– Ну что же, прекрасная директива. Правильно ли я понял, что именно на основе данной директивы ведется разработка федерального Закона, так называемого Закона о Сочувствии Экстремизму?
– Да, господин губернатор, – ответил министр юстиции, – через два стандартных месяца, как нам известно, Закон о Сочувствии поступит на рассмотрение в нижнюю палату Имперского Парламента. Согласно государственным актам, если Закон будет принят, потребуется ратификация местными властями.
– Не сомневаюсь, когда пробьет нужный час, мы все соберемся здесь и в едином порыве ратифицируем Закон о Сочувствии, не так ли?
– Господин губернатор, – пробормотал министр юстиции.
– Слушаю, – отозвался Гордон любезно.
– Понимаете, какая штука, при ближайшем рассмотрении Закон о Сочувствии, это…
– Да? Высказывайтесь, не стесняйтесь.
– Дело в том, что сам Закон о Сочувствии полностью развязывает руки Верховному Канцлеру Милбэнку, наделяет его широчайшим спектром полномочий, фактически, превращает в единоличного диктатора…
Гордон оглядел своих министров. Нет, они ни в чем не упрекали симпатичного губернатора, просто интересовались его мнением. Что Гордон должен был сказать. Должен ли он вообще был говорить хоть что-то? Ведь все они не вчера на свет родились, и прекрасно понимали, зачем Милбэнк явился на инаугурацию губернатора и долго тряс ему руку перед толпой репортеров. Миллиарды империалов дополнительного финансирования из федерального бюджета в обмен на какую-то никчемную бумажку? Гордон думал, это неплохая сделка. Действительно, неплохая. Он мог поддерживать Милбэнка сколько угодно. На словах, само собой. А дела – это совсем другое.
– Не вижу здесь повода для дискуссий, господа.
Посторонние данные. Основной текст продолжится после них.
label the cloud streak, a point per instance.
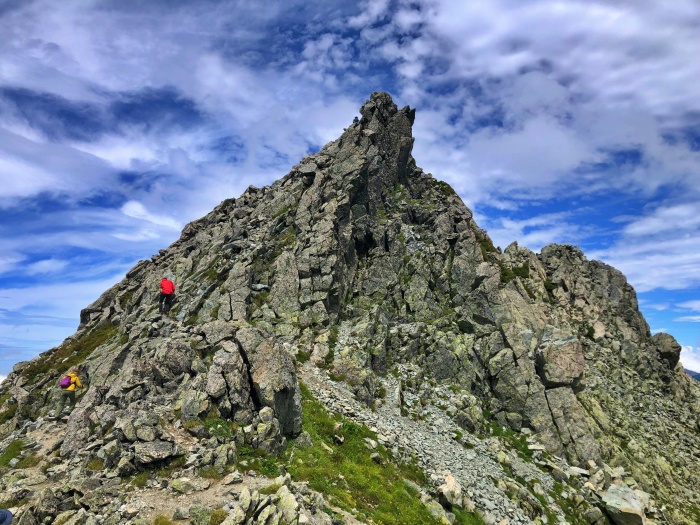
(573, 122)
Директива у вас на руках, ступайте и выполняйте. Через неделю ожидаю от вас отчетов о первых результатах. Слышали про конфискацию имущества и расстрелы?
Министры слегка перекосились от ефрейторской прямоты губернатора, но покорно отправились выполнять. С Гордоном они были знакомы еще с тех времен, когда герр Джерсей занимал должность первого вице-губернатора, и за годы совместной работы неплохо успели изучить его повадку. Понахватавшийся кое-как и кое-где хороших манер и светского лоска, в пошитом на заказ костюме, в рубашке с белоснежными манжетами, с великолепным юридическим образованием и неуемной тягой к духовному совершенствованию, губернатор в душе остался парнем простым, из народа. Плевать ему было, министры ли, лесорубы, лендлорды, финансовые воротилы, крестьяне, Верховные Канцлеры. Стальной его кулак и бешеный напор сминал челюсти и ломал судьбы без тени снисхождения, жалости и какого-либо пиетета.
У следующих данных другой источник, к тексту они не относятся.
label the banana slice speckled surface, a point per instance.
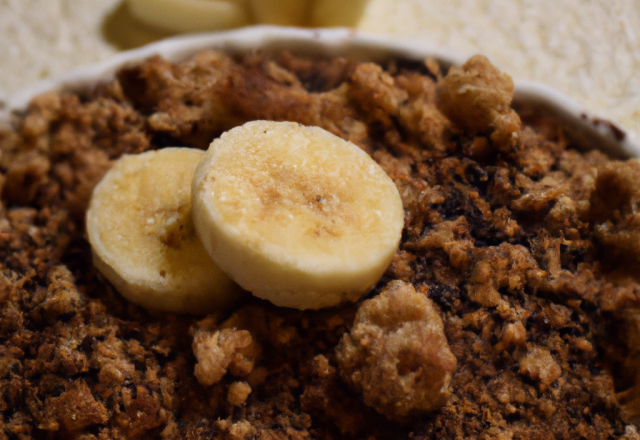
(295, 214)
(141, 232)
Расставшись с министрами, Гордон вернулся в свой кабинет, глянул на часы и обнаружил, что настало время ленча, то бишь, время вареного риса, овощей и Сосредоточенного Созерцания. Но, увы, не судьба. Едва губернатор Салема приступил к своей аскетической трапезе, вознеся молитву Просветленному, в двери его кабинета постучали.
– Эй! Я занят.
– Мне по делу.
– По личному или государственному?
– По личному делу государственной важности.
Гордон поперхнулся пресным несоленым рисом. Сам виноват, нечего было задавать дурацкие вопросы и ожидать, что Бенцони не выкрутится. Бенцони всегда выкручивался. Оттого и служил главой администрации губернатора. Так-то.
– Заходи, Юджин. Ты зачем приехал? Я ведь дал тебе пару дней передохнуть.
– Спасибо, но я вдруг понял, что соскучился по работе. И по тебе тоже.
Гордон сильно сомневался в том. Долгие недели своей предвыборной кампании он не расставался с Бенцони почти что ни на миг. Скорее всего, глава администрации опасался хоть на мгновение оставить губернатора без своего бдительного присмотра, не желая, чтобы Гордон натворил чего-нибудь.
– Ну, рассказывай, Гордон. Как дела? Как оно?
– Чего – оно?
– Твое просветление.
– Я бы чувствовал себя стократ более УМИРОТВОРЕННЫМ, если бы меня не дергали каждые ПЯТЬ МИНУТ!!! – отчаянно проорал Гордон, мигом побагровев.
Впрочем, почти сразу он стиснул зубы и опять превратился в замкнутого, мертвенно-бледного самурая, полного до краев риса, овощей и истинной духовности.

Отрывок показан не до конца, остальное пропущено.